None of the following is a “U.S. person”:

(1)       Any discretionary account or similar account (other than an estate or trust) held for the benefit or account of a non-U.S. person by a dealer or other professional fiduciary organized, incorporated, or (if an individual) resident in the United States;

(2)       Any estate of which any professional fiduciary acting as executor or administrator is a U.S. person if:

(a) An executor or administrator of the estate who is not a U.S. person has sole or shared investment discretion with respect to the assets of the estate; and

(b) The estate is governed by foreign law;

(3)       Any trust of which any professional fiduciary acting as trustee is a U.S. person, if a trustee who is not a U.S. person has sole or shared investment discretion with respect to the trust assets, and no beneficiary of the trust (and no settlor if the trust is revocable) is a U.S. person;

(4)       An employee benefit plan established and administered in accordance with the law of a country other than the United States and customary practices and documentation of such country;

(5)       Any agency or branch of a U.S. person located outside the United States if:

(a)        The agency or branch operates for valid business reasons; and

(b)       The agency or branch is engaged in the business of insurance or banking and is subject to substantive insurance or banking regulation, respectively, in the jurisdiction where located; and

(6)        The International Monetary Fund, the International Bank for Reconstruction and Development, the Inter-American Development Bank, the Asian Development Bank, the African Development Bank, the United Nations, and their agencies, affiliates and pension plans, and any other similar international organizations, their agencies, affiliates and pension plans.

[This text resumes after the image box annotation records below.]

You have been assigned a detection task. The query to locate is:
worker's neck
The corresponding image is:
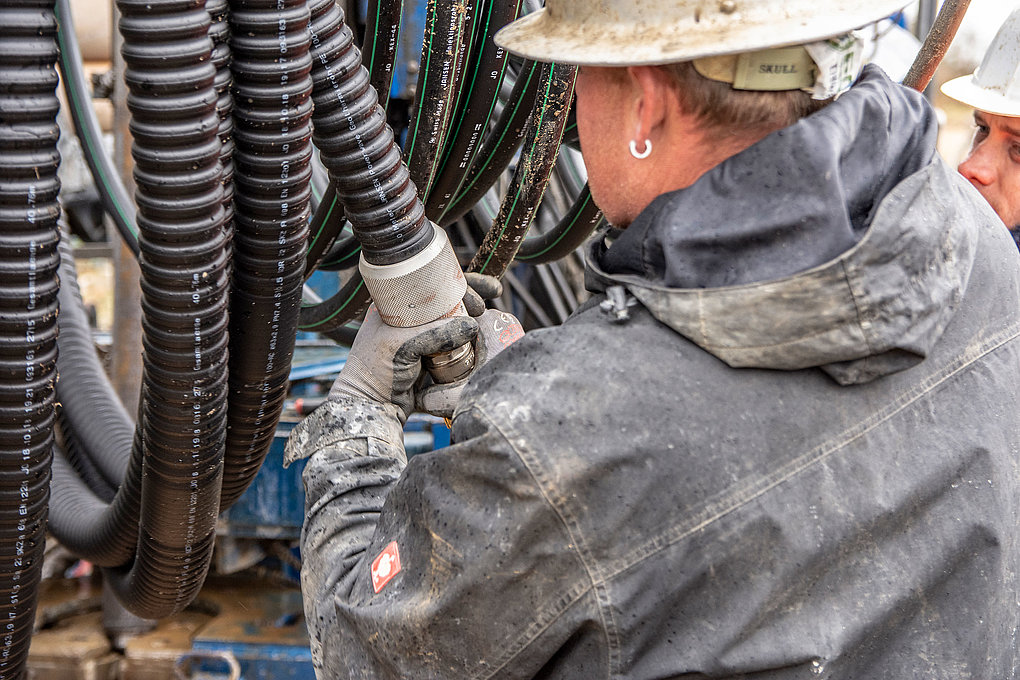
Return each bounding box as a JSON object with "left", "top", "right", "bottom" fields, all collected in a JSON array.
[{"left": 649, "top": 115, "right": 778, "bottom": 194}]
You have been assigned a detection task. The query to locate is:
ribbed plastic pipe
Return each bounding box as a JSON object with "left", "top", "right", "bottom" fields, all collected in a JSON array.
[
  {"left": 0, "top": 0, "right": 60, "bottom": 680},
  {"left": 107, "top": 0, "right": 228, "bottom": 619},
  {"left": 221, "top": 0, "right": 312, "bottom": 509}
]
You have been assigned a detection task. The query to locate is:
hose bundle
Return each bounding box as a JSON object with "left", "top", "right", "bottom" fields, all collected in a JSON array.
[{"left": 0, "top": 0, "right": 590, "bottom": 680}]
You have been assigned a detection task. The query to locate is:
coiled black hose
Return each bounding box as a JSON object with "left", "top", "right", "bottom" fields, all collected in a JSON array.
[
  {"left": 468, "top": 63, "right": 577, "bottom": 277},
  {"left": 205, "top": 0, "right": 234, "bottom": 241},
  {"left": 57, "top": 234, "right": 137, "bottom": 495},
  {"left": 220, "top": 0, "right": 312, "bottom": 509},
  {"left": 300, "top": 0, "right": 434, "bottom": 342},
  {"left": 50, "top": 234, "right": 144, "bottom": 567},
  {"left": 404, "top": 0, "right": 473, "bottom": 199},
  {"left": 425, "top": 0, "right": 521, "bottom": 220},
  {"left": 107, "top": 0, "right": 228, "bottom": 619},
  {"left": 0, "top": 0, "right": 60, "bottom": 680},
  {"left": 302, "top": 0, "right": 434, "bottom": 265},
  {"left": 56, "top": 0, "right": 138, "bottom": 256},
  {"left": 439, "top": 60, "right": 544, "bottom": 226}
]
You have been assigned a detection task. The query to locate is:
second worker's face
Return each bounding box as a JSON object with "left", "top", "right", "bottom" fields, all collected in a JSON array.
[{"left": 959, "top": 111, "right": 1020, "bottom": 230}]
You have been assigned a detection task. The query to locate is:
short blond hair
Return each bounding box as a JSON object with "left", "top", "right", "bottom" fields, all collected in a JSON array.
[{"left": 661, "top": 61, "right": 832, "bottom": 134}]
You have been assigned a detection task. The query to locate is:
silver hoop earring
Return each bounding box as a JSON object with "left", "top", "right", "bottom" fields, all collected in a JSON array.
[{"left": 630, "top": 140, "right": 652, "bottom": 160}]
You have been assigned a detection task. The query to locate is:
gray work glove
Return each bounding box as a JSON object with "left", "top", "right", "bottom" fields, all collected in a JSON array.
[
  {"left": 329, "top": 274, "right": 524, "bottom": 422},
  {"left": 416, "top": 272, "right": 524, "bottom": 419},
  {"left": 329, "top": 305, "right": 478, "bottom": 422}
]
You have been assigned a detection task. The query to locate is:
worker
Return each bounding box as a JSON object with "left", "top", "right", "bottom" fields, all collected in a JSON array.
[
  {"left": 287, "top": 0, "right": 1020, "bottom": 680},
  {"left": 941, "top": 8, "right": 1020, "bottom": 232}
]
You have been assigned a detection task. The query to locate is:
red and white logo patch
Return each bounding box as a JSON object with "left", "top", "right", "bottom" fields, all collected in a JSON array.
[{"left": 372, "top": 540, "right": 400, "bottom": 593}]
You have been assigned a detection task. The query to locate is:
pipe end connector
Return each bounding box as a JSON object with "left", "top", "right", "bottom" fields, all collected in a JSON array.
[{"left": 359, "top": 225, "right": 467, "bottom": 328}]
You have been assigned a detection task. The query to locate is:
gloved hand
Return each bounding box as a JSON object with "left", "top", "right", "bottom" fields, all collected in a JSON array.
[
  {"left": 329, "top": 273, "right": 524, "bottom": 421},
  {"left": 329, "top": 273, "right": 524, "bottom": 421},
  {"left": 417, "top": 272, "right": 524, "bottom": 419},
  {"left": 329, "top": 305, "right": 478, "bottom": 422}
]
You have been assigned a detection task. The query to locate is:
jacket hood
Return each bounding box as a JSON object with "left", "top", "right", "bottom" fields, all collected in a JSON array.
[{"left": 588, "top": 68, "right": 987, "bottom": 384}]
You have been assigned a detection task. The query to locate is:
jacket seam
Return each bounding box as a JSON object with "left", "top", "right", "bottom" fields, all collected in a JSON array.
[
  {"left": 469, "top": 406, "right": 619, "bottom": 678},
  {"left": 605, "top": 323, "right": 1020, "bottom": 580}
]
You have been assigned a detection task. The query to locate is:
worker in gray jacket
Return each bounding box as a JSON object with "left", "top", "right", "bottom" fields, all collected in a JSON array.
[
  {"left": 941, "top": 8, "right": 1020, "bottom": 234},
  {"left": 288, "top": 0, "right": 1020, "bottom": 680}
]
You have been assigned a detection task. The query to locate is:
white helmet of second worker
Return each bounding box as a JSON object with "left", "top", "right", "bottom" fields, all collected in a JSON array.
[
  {"left": 496, "top": 0, "right": 908, "bottom": 66},
  {"left": 942, "top": 9, "right": 1020, "bottom": 116}
]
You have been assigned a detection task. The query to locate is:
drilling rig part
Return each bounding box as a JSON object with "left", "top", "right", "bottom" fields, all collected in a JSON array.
[
  {"left": 106, "top": 0, "right": 230, "bottom": 618},
  {"left": 305, "top": 181, "right": 350, "bottom": 281},
  {"left": 360, "top": 228, "right": 467, "bottom": 328},
  {"left": 220, "top": 0, "right": 312, "bottom": 511},
  {"left": 468, "top": 63, "right": 577, "bottom": 277},
  {"left": 303, "top": 0, "right": 432, "bottom": 265},
  {"left": 440, "top": 61, "right": 543, "bottom": 226},
  {"left": 404, "top": 0, "right": 469, "bottom": 200},
  {"left": 903, "top": 0, "right": 970, "bottom": 92},
  {"left": 361, "top": 0, "right": 404, "bottom": 108},
  {"left": 0, "top": 0, "right": 60, "bottom": 680},
  {"left": 516, "top": 185, "right": 602, "bottom": 264},
  {"left": 57, "top": 234, "right": 135, "bottom": 489},
  {"left": 56, "top": 0, "right": 138, "bottom": 257},
  {"left": 205, "top": 0, "right": 235, "bottom": 241},
  {"left": 425, "top": 0, "right": 521, "bottom": 219}
]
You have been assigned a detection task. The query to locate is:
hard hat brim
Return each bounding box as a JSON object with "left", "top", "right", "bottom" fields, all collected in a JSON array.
[
  {"left": 941, "top": 74, "right": 1020, "bottom": 117},
  {"left": 496, "top": 0, "right": 907, "bottom": 66}
]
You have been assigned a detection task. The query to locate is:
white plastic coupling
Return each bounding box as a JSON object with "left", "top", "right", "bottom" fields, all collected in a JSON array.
[{"left": 359, "top": 224, "right": 467, "bottom": 328}]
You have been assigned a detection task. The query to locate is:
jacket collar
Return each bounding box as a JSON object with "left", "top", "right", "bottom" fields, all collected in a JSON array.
[{"left": 588, "top": 70, "right": 977, "bottom": 384}]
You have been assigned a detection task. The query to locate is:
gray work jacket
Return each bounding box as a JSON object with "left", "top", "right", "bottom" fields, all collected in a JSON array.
[{"left": 289, "top": 70, "right": 1020, "bottom": 680}]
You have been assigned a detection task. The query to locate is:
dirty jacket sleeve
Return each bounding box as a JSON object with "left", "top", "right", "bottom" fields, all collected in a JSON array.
[{"left": 288, "top": 391, "right": 606, "bottom": 680}]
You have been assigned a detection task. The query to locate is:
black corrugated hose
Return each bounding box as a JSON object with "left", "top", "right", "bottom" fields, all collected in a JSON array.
[
  {"left": 220, "top": 0, "right": 312, "bottom": 508},
  {"left": 106, "top": 0, "right": 230, "bottom": 619},
  {"left": 50, "top": 234, "right": 143, "bottom": 567},
  {"left": 302, "top": 0, "right": 434, "bottom": 265},
  {"left": 0, "top": 0, "right": 60, "bottom": 680}
]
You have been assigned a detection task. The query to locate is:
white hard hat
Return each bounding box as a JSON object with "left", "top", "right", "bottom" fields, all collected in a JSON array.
[
  {"left": 942, "top": 9, "right": 1020, "bottom": 116},
  {"left": 496, "top": 0, "right": 909, "bottom": 66}
]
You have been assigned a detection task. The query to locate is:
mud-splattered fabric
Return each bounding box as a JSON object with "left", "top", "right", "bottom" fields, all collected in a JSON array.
[{"left": 283, "top": 67, "right": 1020, "bottom": 680}]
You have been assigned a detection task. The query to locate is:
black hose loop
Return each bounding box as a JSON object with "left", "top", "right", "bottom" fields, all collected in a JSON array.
[
  {"left": 468, "top": 63, "right": 577, "bottom": 277},
  {"left": 310, "top": 0, "right": 432, "bottom": 265},
  {"left": 220, "top": 0, "right": 312, "bottom": 510},
  {"left": 108, "top": 0, "right": 228, "bottom": 619},
  {"left": 0, "top": 0, "right": 60, "bottom": 680}
]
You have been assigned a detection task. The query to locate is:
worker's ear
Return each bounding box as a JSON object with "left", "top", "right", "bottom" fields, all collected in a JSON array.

“Non-U.S. qualified offeree” means:

(1)       In relation to each Member State of the European Economic Area (each, a “Relevant Member State”) which has implemented Directive 2003/71/EC (as amended, including by Directive 2010/73/EU and including any relevant implementing measure in a Relevant Member State, the “Prospectus Directive”), with effect from and including the date on which the Prospectus Directive is implemented in that Relevant Member State, any legal entity which is a Qualified Investor as defined in the Prospectus Directive; or

(2)       Any entity or person outside the United States and the European Economic Area to whom the offers related to the New Notes may be made in compliance with all other applicable laws and regulations of any applicable jurisdiction, other than an entity or person resident in any Restricted Jurisdiction, provided that a discretionary account held for the benefit or account of a person or company resident in Canada by an investment manager or a similar fiduciary outside Canada is not a resident of Canada for this purpose.

For purposes of the foregoing definition of non-U.S. qualified offeree:

(1)                 “Qualified Investor” means a “qualified investor” as defined in the Prospective Directive, and includes:

(a)        persons or entities that are described in points (1) to (4) of Section I of Annex II to Directive 2004/39/EC of the European Parliament and of the Council of April 21, 2004 on markets in financial instruments; and

(b)       persons or entities who are, on request, treated as professional clients in accordance with Annex II to Directive 2004/39/EC, or recognized as eligible counterparties in accordance with Article 24 of Directive 2004/39/EC unless they have requested that they be treated as non-professional clients.

(2)      “Restricted Jurisdiction” means each of Angola, Bahamas, Bahrain, Canada, Colombia, Curaηao, Gibraltar, Lebanon, Liechtenstein, the People’s Republic of China and the Russian Federation.